As on learning about the problem we can understand that in NxN chessboard we have to place N queens in such a way that no queen can capture another queen. For problem to be simple and computable, max N range is proposed to be very low that is 10.

## Simplest solution possible

In place of going through recursion which is difficult to understand, let’s try another approach. We will then derive recursive solution through this approach.

Our method is generate all possibilities of placing N queens in the NxN board and then check if queen don’t attack each other. For generating all possible placings we can run N nested loop and place queen at one position in each loop.
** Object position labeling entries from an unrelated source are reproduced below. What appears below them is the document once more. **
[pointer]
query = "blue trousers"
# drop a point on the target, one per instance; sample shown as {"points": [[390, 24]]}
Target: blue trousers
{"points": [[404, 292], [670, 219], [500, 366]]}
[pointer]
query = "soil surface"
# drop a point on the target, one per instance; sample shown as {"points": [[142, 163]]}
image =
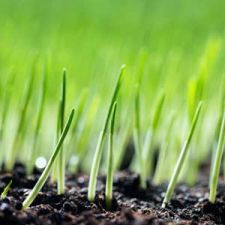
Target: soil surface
{"points": [[131, 205]]}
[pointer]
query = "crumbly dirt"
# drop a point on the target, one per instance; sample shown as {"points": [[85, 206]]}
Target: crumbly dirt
{"points": [[131, 205]]}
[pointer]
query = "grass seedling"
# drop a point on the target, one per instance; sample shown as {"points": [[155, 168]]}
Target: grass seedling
{"points": [[109, 178], [79, 113], [137, 136], [181, 158], [44, 176], [61, 160], [13, 151], [6, 103], [151, 134], [6, 190], [217, 161], [159, 172], [33, 151], [55, 169], [99, 149]]}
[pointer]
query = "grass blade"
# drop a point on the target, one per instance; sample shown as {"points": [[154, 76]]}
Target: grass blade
{"points": [[109, 178], [44, 176], [181, 158], [61, 160], [217, 161], [6, 190], [13, 151], [137, 136], [98, 152], [6, 103], [33, 151]]}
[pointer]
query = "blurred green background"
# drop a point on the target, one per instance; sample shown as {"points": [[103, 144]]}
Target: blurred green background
{"points": [[93, 38]]}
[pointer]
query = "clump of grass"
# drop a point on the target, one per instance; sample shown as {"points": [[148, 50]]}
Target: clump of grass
{"points": [[217, 161], [99, 148], [181, 158], [44, 176], [6, 190], [110, 169]]}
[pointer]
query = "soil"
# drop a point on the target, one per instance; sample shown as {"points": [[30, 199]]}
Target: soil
{"points": [[131, 205]]}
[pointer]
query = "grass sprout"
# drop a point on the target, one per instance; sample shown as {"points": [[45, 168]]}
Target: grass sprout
{"points": [[137, 136], [151, 133], [159, 172], [33, 152], [110, 169], [6, 102], [61, 159], [181, 158], [217, 161], [13, 152], [6, 190], [44, 176], [99, 148]]}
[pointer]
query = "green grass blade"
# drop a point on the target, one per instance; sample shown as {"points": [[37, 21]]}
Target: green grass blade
{"points": [[147, 154], [13, 151], [6, 190], [160, 167], [137, 135], [181, 158], [61, 160], [44, 176], [158, 111], [6, 103], [109, 178], [33, 151], [99, 149], [217, 162], [55, 169]]}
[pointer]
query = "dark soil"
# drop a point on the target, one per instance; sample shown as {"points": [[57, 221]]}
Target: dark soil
{"points": [[130, 206]]}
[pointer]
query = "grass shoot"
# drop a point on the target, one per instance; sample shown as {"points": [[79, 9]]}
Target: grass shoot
{"points": [[217, 161], [110, 169], [6, 190], [181, 158], [13, 152], [99, 148], [33, 151], [45, 174], [61, 159]]}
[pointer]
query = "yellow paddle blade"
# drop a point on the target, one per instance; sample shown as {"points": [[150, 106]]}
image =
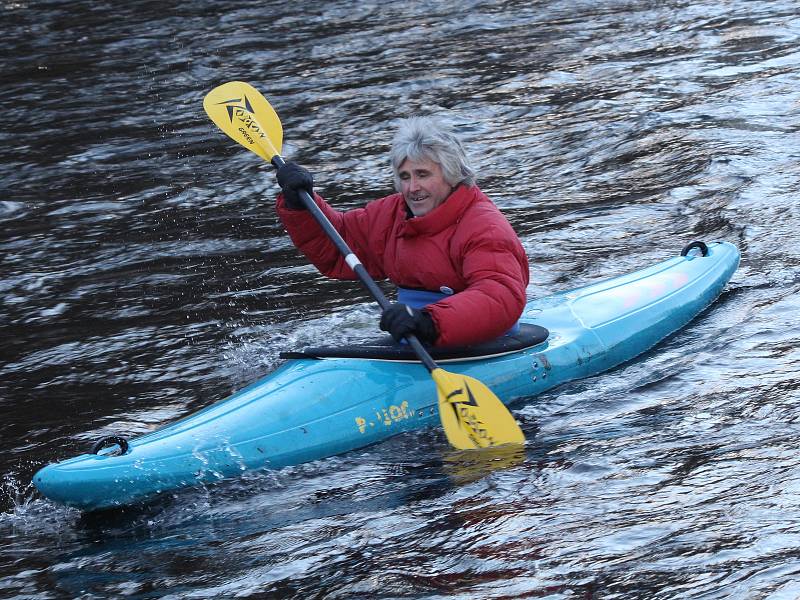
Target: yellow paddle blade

Let’s try with the smallest possible queens that is 4.

```import java.io.BufferedReader;
import java.io.IOException;
class RecurQueens{
static final int max=30;
static Integer board[][]=new Integer[max][max];
static int numQ=4;
// as we need to print the fist board only
static boolean boardPrinted=false;

public static void main(String[] args) throws IOException
{
//Taking number of N for NxN board and N queens from console.
initializeBoard();
recursePlaceQueensAtXRow(0);
if(boardPrinted == false){
System.out.println("Not possible");
}
}

static boolean isValidBoard(int n){
for(int i=0;i<n;i++){
for(int j=0;j<n;j++){
//current cell has value 1 so queen is present in it
if(board[i][j]==1)
{
/*As we are already clearing row before new queen
placement in the row we don't need to write logic for
checking multiple queens on same row */
/* logic to check multiple queen on same column */
for(int c=i-1;c>=0;c--){
if(board[c][j]==1){
return false;
}
}
/* logic to check queen on left diagonal path '\' .*/
for(int c=i-1,r=j-1;c>=0 && r>=0;c--,r--){
if(board[c][r]==1){
return false;
}
}
/* logic to check queen on right diagonal path '/' .*/
for(int c=i-1,r=j+1;c>=0 && r<max;c--,r++){
if(board[c][r]==1){
return false;
}
}
}
}
}
return true;
}

/*As we can place only one queen in a row,
on setting new queen in same row,
we need to remove/reset other queen in that row.*/
static void clearBelowRows(int n){
for(int j=n;j<max;j++){
for(int i=0;i<max;i++){
board[j][i]=0;
}
}
}

/* Initializing board is setting 0 value at every row and column
so setting all rows values to 0 */
static void initializeBoard(){
clearBelowRows(0);
}

static void printBoard()
{
for(int i=0;i<numQ;i++){
for(int j=0;j<numQ;j++){
System.out.print(board[i][j]);
if(j<numQ-1){
System.out.print(" ");
}
}
if(i<numQ-1){
System.out.println();
}
}
System.out.println();
}

/*Generate all possibilities for placing 4 queen in 4 rows columns.*/
static void placeQueens(int n){
for(int a=0;a<n;a++){
clearBelowRows(0);
board[a]=1;
for(int b=0;b<n;b++){
clearBelowRows(1);
board[b]=1;
for(int c=0;c<n;c++){
clearBelowRows(2);
board[c]=1;
for(int d=0;d<n;d++){
clearBelowRows(3);
board[d]=1;
printBoard();
}
}
}
}
}
/*as we see loops containing a, b, c and d variables
are same loops running on different rows of the board,
to reduce complexity of code we use the recursive function,
by deriving it from above iterative code.*/

//The equivalent recursive code
static void recursePlaceQueensAtXRow(int x){
//don't continue computing if board already printed
if(boardPrinted == false){
for(int a=0;a<numQ;a++){
//clear all queens before placing another on row
clearBelowRows(x);
//place the queen on (value of 'a') column of row
board[x][a]=1;
/*Check if current board is valid*/
if(isValidBoard(numQ)){
/* if n queens are not placed on n rows
then call function again with new row to be filled */
if(x<numQ){
recursePlaceQueensAtXRow(x+1);
/* check if we have place numQ Queens */
if(x==numQ-1){
/*check if board is not printed once*/
if(boardPrinted==false ){
//print the board and set boardPrinted true
printBoard();
boardPrinted = true;
}
}
}
}
}
}
}
}
```

I have derived the recursive function from 4×4 iterative function. If you see both function you will find the similarity between both. This way we can derive the recursive function intuitively. In place of sending board from one recursive call to other I place it in shared space and by resetting the values using clearBelowRows() , I am able to reduce the space complexity of the code to… In this case the same code can be utilized for higher values of N for N-Queens problem. Only time complexity will not allow us to go beyond certain limit of values like 26 etc.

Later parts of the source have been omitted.